Pai de nove filhos, dos quais dois são de sua atual esposa Sônia da Silva, ele conta orgulhoso que se aposentou após viver ao lado do rio por sete décadas. Ele lidera 126 filiados, entre pescadores e pescadoras profissionais, que enfrentam, segundo ele, todo tipo de dificuldade. Desde a possibilidade de não poderem mais pescar o pintado, até o assombro de verem a natureza ser degrada.
“Os pescadores quase não conseguem mais chegar perto da beira do rio, porque os que compraram terras, cercaram tudo. Além disso, as dragas assoreiam o leito do rio, e vai alargando, o que dificulta a sobrevivência dos peixes e do pescador. Atualmente, tem sido muito difícil e estão até fazendo uma lei para a gente não pescar o pintado. Se tirarem o pintado, é a mesma coisa que acabar com a pescaria para a gente”, disse ele.

Na lista de animais ameaçados de extinção, o pintado deve ser pescado de forma sustentável. No dia 7 de junho, o Ministério do Meio Ambiente publicou a portaria com a “Lista Nacional Oficial de Espécies da Fauna Ameaçada de Extinção”, na qual consta a espécie. A Sema (Secretaria Estadual de Meio Ambiente) não proibiu a pesca, pois aguarda regulamentação desta portaria.

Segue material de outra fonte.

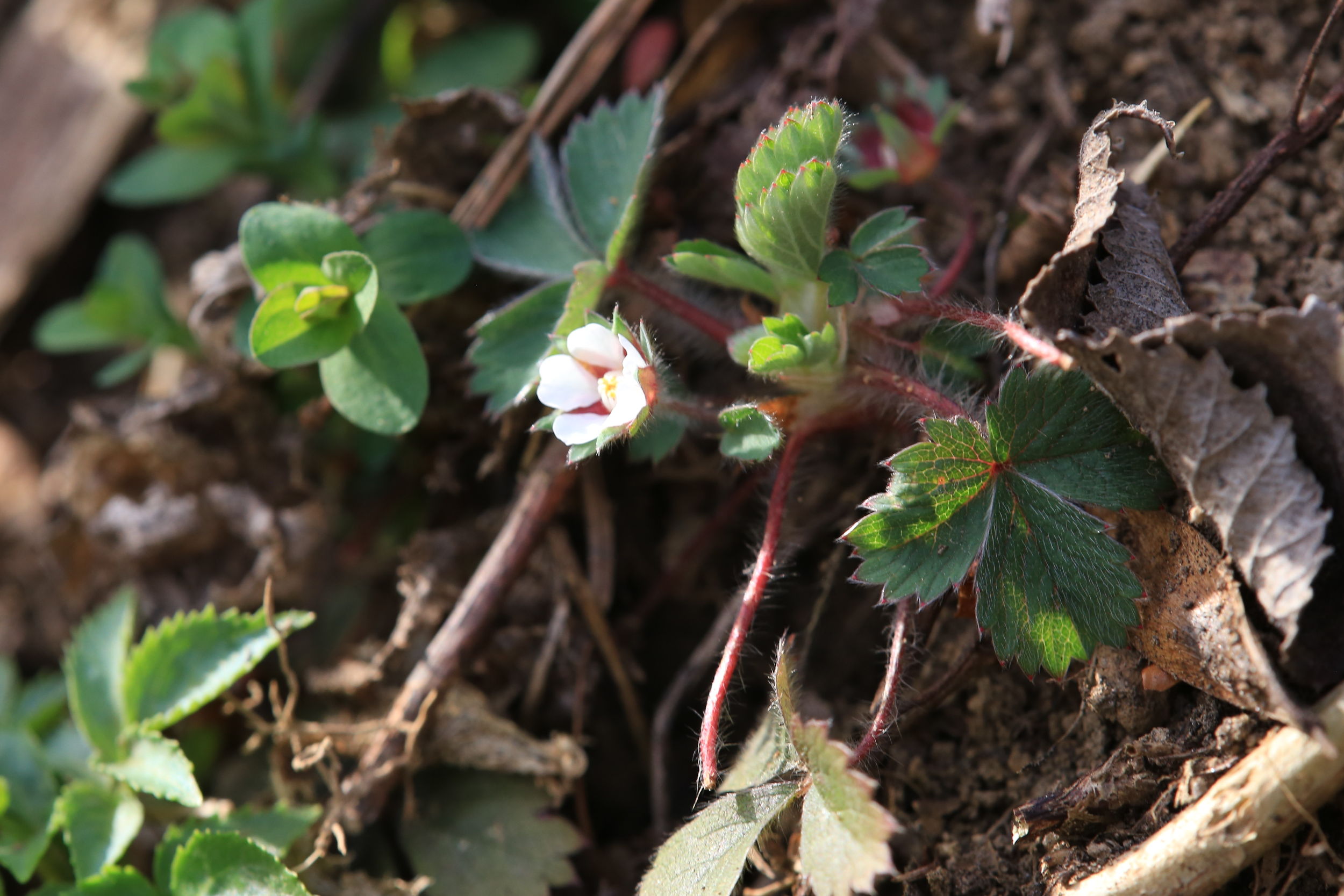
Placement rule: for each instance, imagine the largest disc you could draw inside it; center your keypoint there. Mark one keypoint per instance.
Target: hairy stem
(886, 714)
(752, 597)
(670, 302)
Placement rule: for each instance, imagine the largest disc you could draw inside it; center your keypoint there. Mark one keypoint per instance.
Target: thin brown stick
(574, 74)
(581, 591)
(1292, 139)
(886, 714)
(546, 485)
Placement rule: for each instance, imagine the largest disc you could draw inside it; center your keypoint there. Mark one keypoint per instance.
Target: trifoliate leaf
(785, 227)
(702, 260)
(420, 254)
(191, 658)
(155, 765)
(705, 857)
(380, 382)
(485, 835)
(608, 157)
(1050, 585)
(533, 235)
(812, 132)
(227, 864)
(749, 434)
(95, 668)
(100, 822)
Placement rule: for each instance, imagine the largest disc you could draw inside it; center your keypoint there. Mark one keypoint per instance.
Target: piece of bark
(1054, 297)
(1194, 622)
(1254, 806)
(62, 69)
(1233, 457)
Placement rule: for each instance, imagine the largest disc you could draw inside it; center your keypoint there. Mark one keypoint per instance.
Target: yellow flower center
(606, 389)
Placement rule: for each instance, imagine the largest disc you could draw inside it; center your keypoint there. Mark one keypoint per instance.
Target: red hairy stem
(670, 302)
(912, 389)
(886, 715)
(752, 597)
(1017, 334)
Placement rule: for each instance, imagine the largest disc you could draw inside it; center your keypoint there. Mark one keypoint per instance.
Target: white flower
(597, 385)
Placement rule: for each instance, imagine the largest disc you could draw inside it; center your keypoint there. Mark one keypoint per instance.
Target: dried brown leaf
(1233, 457)
(1054, 297)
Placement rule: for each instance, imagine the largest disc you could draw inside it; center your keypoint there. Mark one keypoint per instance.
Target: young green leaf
(95, 668)
(503, 844)
(420, 254)
(722, 268)
(189, 660)
(155, 765)
(706, 855)
(1050, 585)
(533, 235)
(116, 881)
(749, 434)
(227, 864)
(380, 382)
(287, 242)
(100, 822)
(785, 229)
(608, 157)
(845, 838)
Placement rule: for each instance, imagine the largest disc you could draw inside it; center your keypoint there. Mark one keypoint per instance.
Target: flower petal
(565, 385)
(580, 429)
(630, 401)
(597, 346)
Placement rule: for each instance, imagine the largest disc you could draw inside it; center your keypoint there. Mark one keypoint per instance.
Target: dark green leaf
(606, 166)
(420, 254)
(227, 864)
(155, 765)
(165, 175)
(380, 382)
(186, 661)
(483, 833)
(95, 668)
(706, 856)
(1050, 583)
(100, 824)
(749, 434)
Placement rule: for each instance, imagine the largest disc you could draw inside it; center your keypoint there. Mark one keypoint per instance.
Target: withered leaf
(1233, 457)
(1194, 622)
(1054, 297)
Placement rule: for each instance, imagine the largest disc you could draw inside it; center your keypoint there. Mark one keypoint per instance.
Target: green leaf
(155, 765)
(606, 166)
(420, 254)
(117, 881)
(845, 838)
(882, 230)
(511, 342)
(494, 55)
(724, 268)
(287, 242)
(98, 822)
(166, 174)
(813, 132)
(749, 434)
(380, 382)
(227, 864)
(483, 833)
(533, 234)
(706, 856)
(191, 658)
(1050, 585)
(95, 668)
(785, 229)
(894, 270)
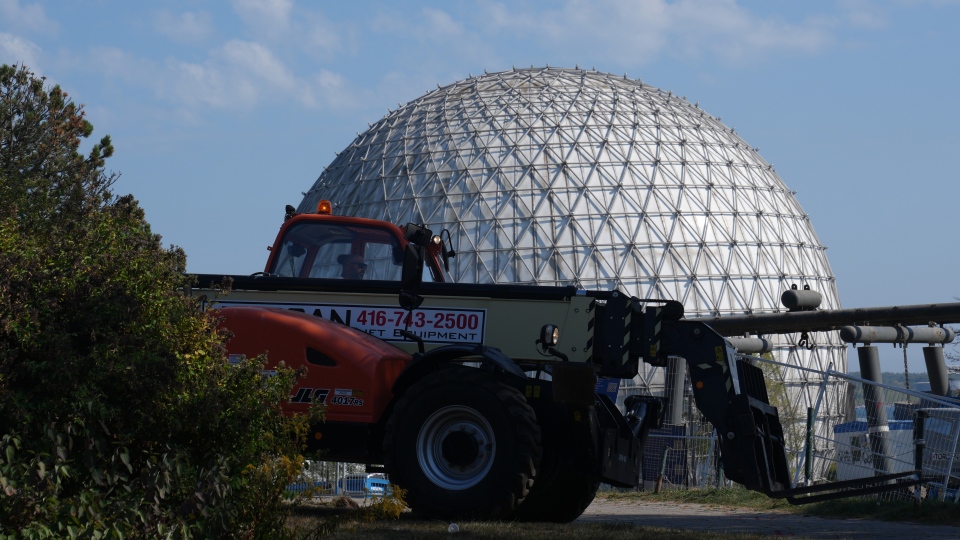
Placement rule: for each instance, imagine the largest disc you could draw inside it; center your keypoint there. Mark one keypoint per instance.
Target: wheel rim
(456, 447)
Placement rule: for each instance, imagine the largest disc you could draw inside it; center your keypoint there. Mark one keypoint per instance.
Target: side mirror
(446, 249)
(411, 277)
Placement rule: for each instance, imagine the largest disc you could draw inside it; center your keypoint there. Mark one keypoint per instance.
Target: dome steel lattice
(565, 176)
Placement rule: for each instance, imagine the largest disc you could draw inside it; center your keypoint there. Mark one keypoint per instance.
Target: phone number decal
(433, 325)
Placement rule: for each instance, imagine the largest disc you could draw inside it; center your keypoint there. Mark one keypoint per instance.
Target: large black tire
(463, 445)
(569, 474)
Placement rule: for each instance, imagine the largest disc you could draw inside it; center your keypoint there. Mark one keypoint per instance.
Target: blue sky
(223, 112)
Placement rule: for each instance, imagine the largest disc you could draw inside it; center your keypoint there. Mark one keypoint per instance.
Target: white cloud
(639, 31)
(187, 27)
(239, 74)
(271, 17)
(30, 16)
(16, 50)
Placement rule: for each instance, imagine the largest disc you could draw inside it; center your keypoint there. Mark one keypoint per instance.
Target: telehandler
(479, 399)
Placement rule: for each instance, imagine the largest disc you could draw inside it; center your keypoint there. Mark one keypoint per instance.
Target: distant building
(566, 176)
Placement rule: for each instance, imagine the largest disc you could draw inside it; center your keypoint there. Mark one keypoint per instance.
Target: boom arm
(731, 394)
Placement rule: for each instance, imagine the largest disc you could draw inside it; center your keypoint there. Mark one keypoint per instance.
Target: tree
(119, 413)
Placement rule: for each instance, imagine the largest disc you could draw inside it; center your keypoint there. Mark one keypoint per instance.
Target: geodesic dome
(566, 176)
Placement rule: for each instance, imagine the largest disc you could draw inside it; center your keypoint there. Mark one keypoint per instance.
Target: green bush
(119, 415)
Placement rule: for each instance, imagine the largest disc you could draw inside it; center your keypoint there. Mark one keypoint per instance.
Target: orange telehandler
(480, 400)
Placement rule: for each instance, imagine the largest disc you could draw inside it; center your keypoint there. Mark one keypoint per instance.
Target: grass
(387, 522)
(928, 513)
(407, 527)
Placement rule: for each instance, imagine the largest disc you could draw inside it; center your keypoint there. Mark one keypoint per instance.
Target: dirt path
(733, 520)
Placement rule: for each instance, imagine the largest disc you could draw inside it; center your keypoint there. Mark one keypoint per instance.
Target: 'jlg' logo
(307, 395)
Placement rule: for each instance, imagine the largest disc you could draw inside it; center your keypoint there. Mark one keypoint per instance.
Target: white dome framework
(564, 176)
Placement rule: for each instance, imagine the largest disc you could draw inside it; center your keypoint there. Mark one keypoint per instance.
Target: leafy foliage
(119, 415)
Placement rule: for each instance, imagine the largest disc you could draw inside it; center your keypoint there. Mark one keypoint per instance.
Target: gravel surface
(736, 520)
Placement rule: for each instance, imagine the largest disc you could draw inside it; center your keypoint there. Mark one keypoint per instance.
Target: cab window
(339, 251)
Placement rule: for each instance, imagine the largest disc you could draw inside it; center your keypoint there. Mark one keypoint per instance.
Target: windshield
(339, 251)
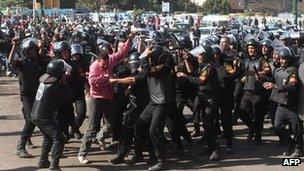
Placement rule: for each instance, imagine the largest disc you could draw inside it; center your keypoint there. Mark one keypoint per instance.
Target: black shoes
(43, 164)
(158, 166)
(215, 156)
(298, 152)
(136, 159)
(22, 153)
(117, 160)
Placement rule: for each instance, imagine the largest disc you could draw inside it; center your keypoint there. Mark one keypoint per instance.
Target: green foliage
(149, 5)
(215, 7)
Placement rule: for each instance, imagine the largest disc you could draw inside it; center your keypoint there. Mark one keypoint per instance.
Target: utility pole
(295, 11)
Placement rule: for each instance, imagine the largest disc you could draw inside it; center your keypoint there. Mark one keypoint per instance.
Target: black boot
(29, 144)
(118, 159)
(137, 158)
(298, 152)
(257, 139)
(54, 166)
(215, 155)
(160, 165)
(250, 137)
(20, 150)
(43, 164)
(77, 133)
(196, 131)
(289, 148)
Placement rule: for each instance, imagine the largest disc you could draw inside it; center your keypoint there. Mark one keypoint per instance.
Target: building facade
(57, 4)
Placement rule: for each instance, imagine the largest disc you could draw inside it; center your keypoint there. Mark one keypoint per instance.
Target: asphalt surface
(246, 156)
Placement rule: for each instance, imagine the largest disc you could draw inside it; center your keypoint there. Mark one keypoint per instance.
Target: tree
(215, 7)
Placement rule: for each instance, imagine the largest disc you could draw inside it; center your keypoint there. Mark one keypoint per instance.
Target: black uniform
(140, 98)
(252, 99)
(227, 74)
(121, 70)
(207, 100)
(154, 115)
(42, 115)
(29, 71)
(286, 97)
(77, 84)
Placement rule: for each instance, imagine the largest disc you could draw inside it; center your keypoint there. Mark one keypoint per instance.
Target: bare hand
(112, 81)
(181, 74)
(148, 50)
(16, 40)
(132, 35)
(269, 85)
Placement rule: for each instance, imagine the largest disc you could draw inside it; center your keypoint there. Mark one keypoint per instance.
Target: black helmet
(157, 35)
(85, 36)
(252, 42)
(134, 61)
(76, 49)
(55, 68)
(208, 53)
(122, 36)
(157, 51)
(214, 39)
(285, 53)
(185, 42)
(106, 47)
(27, 44)
(217, 49)
(60, 47)
(266, 42)
(206, 42)
(134, 56)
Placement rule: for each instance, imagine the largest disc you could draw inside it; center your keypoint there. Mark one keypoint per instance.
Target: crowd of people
(137, 87)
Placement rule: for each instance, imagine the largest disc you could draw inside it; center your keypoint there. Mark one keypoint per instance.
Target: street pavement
(246, 157)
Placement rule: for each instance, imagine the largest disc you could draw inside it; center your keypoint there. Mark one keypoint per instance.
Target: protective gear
(106, 47)
(122, 36)
(208, 53)
(157, 51)
(214, 39)
(60, 47)
(285, 53)
(266, 42)
(85, 36)
(185, 42)
(157, 35)
(285, 94)
(76, 49)
(134, 61)
(252, 42)
(27, 44)
(206, 42)
(57, 68)
(217, 49)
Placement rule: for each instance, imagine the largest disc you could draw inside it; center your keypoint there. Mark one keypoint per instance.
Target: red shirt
(99, 75)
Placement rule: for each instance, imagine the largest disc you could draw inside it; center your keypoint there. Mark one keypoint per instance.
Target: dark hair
(103, 55)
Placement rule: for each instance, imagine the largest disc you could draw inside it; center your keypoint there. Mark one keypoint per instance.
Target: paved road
(247, 157)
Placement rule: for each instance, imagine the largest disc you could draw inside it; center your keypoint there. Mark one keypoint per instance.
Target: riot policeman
(65, 117)
(255, 71)
(227, 73)
(31, 66)
(185, 92)
(77, 82)
(138, 100)
(284, 92)
(49, 94)
(159, 80)
(208, 96)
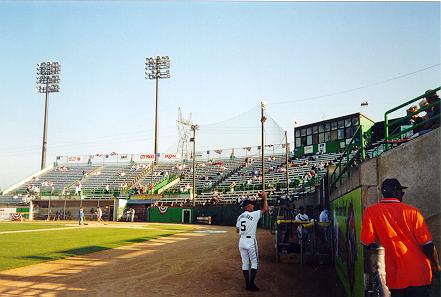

“Mato Grosso era um lugar lindo de se viver, porque a natureza não falha e ela castiga. Ela é viva e percebe tudo que está acontecendo ao redor dela. Eles não imaginam o que a natureza é capaz, porque não ligam pra ela, querem saber só de ganhar dinheiro e isso está acabando com toda a natureza. Não é o pescador que desbarranca o rio. O pescador é o guardião do rio, porque precisa dele para sobreviver”, completou.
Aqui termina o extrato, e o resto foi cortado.